The court also ruled that many purported islands controlled by China are not in fact, islands, but instead reefs or rocks, which do not generate territorial rights.
China’s top court did not directly reference the Hague ruling, but said that “judicial power is an important component of national sovereignty.”
China fiercely guards what it regards as its territorial waters, attacking and arresting foreign fishermen who work near islands controlled by Beijing.
The supreme court said Chinese citizens or foreigners who engage in illegal hunting or fishing in the waters will be criminally prosecuted. It classified several situations as “illegally entering Chinese waters,” including remaining or reentering waters “after being warned and driven away,” that could result up to a year in prison.
In May, Vietnamese fishermen told CNN how Chinese-flagged vessels raided their boats and stole equipment in the waters near the Paracel Islands.
Davis warned that the direction could mean Filipino fishermen operating in waters the UN tribunal ruled belong to the Philippines could be apprehended by Chinese vessels and be “prosecuted in direct contradiction of the (Hague) ruling.”

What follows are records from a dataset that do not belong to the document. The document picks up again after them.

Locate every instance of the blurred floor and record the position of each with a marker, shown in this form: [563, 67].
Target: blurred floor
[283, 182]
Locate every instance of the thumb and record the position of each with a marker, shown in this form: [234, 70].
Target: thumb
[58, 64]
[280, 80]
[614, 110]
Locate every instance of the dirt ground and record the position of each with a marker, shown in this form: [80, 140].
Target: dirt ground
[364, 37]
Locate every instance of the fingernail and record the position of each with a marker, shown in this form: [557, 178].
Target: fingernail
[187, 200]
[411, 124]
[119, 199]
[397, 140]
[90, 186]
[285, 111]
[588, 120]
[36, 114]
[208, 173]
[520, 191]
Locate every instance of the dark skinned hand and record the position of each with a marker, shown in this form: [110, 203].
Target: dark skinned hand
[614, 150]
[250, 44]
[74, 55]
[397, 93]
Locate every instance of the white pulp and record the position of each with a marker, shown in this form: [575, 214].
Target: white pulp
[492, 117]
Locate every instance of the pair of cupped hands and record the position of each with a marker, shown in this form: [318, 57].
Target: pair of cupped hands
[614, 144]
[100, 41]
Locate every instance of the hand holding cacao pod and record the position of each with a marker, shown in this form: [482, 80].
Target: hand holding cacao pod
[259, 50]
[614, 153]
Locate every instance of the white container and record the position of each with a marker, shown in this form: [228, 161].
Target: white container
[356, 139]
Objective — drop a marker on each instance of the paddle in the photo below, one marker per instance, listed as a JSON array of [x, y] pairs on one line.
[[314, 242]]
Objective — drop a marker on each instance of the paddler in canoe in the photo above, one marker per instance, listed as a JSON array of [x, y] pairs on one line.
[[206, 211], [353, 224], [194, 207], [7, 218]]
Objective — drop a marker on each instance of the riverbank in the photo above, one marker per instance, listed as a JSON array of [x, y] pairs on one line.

The supreme court also said that Chinese fishermen who violate environmental protection laws in the South China Sea could be prosecuted.
Davis said that this could be “a signal they will require their fishermen to adhere to environmental standards, which they haven’t in the past.”
The Hague tribunal found that Chinese fishermen and reclamation projects had caused “irreparable harm” to the region’s marine environment.
Policing disputed waters
In recent months, Beijing has reacted angrily to U.S. and Australian freedom of navigation operations in the region, scrambling fighter jets and boats and denouncing the nations’ navies as “threatening Chinese sovereignty.”
Last week, state-run Chinese newspaper Global Times accused Australia of making itself “a pioneer of hurting China’s interest with a fiercer attitude than countries directly involved in the South China Sea dispute.”
Canberra was one of the first governments to voice support for the Hague ruling and encourage others to abide by it.
However, while the ruling is considered legally binding, there is no mechanism to enforce it.